Over the last decade, Argentina has made a name for itself by producing world-class reds, including malbec and cabernet sauvignon.
The country, among the top five in production and consumption, can be considered a world leader in the production of malbec.
This grapey style red came to Argentina from Bordeaux, France, in the mid-1800s. Cuttings came from vines prior to the phylloxera epidemic, which wiped out most of the vineyards in France.
Bordeaux has shifted away from using malbec, while Argentina has planted extensive vineyards of this grape in the Western section of the country. Near the base of the Andes Mountains, many vineyards in the Mendoza region are harvested at elevations above 300 feet. This area is very dry, pest-free and sees more than 320 days of intense sun. The result are grapes with intense fruit and great color, not to mention great values.
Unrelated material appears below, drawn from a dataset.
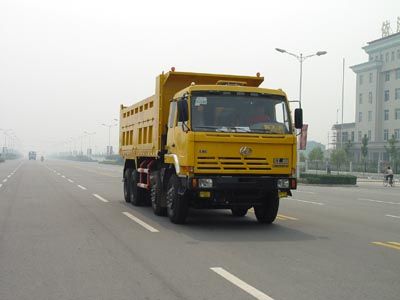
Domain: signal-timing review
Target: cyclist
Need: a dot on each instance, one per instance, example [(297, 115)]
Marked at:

Argentina's most famous white grape is torrontes, which comes primarily from La Rioja, its oldest grape-growing region. It's a white that's light, refreshing and priced right.
Andeluna 2007 Torrontes
From the Mendoza region, this medium-bodied white has a tropical note while displaying ripe peach and apricot aromas. Flavors combine a mango and apple notes. Nice acidity gives it a clean, refreshing finish. A good shellfish wine. About $12.
Alta Vista 2005 Malbec
Nicely structured red showing a dark berry color along with rich blackberry fruit. There is a ripe and rich texture to this malbec. Six months in oak barrels adds some tannins but does not take away from the ripe fruit flavors. About $12.
Saurus 2004 Malbec
A perfect example of this varietal. Nice black cherry aromas. More fruit than oak, it is nicely layered with blackberry, plum and liquorish fruit. About $10.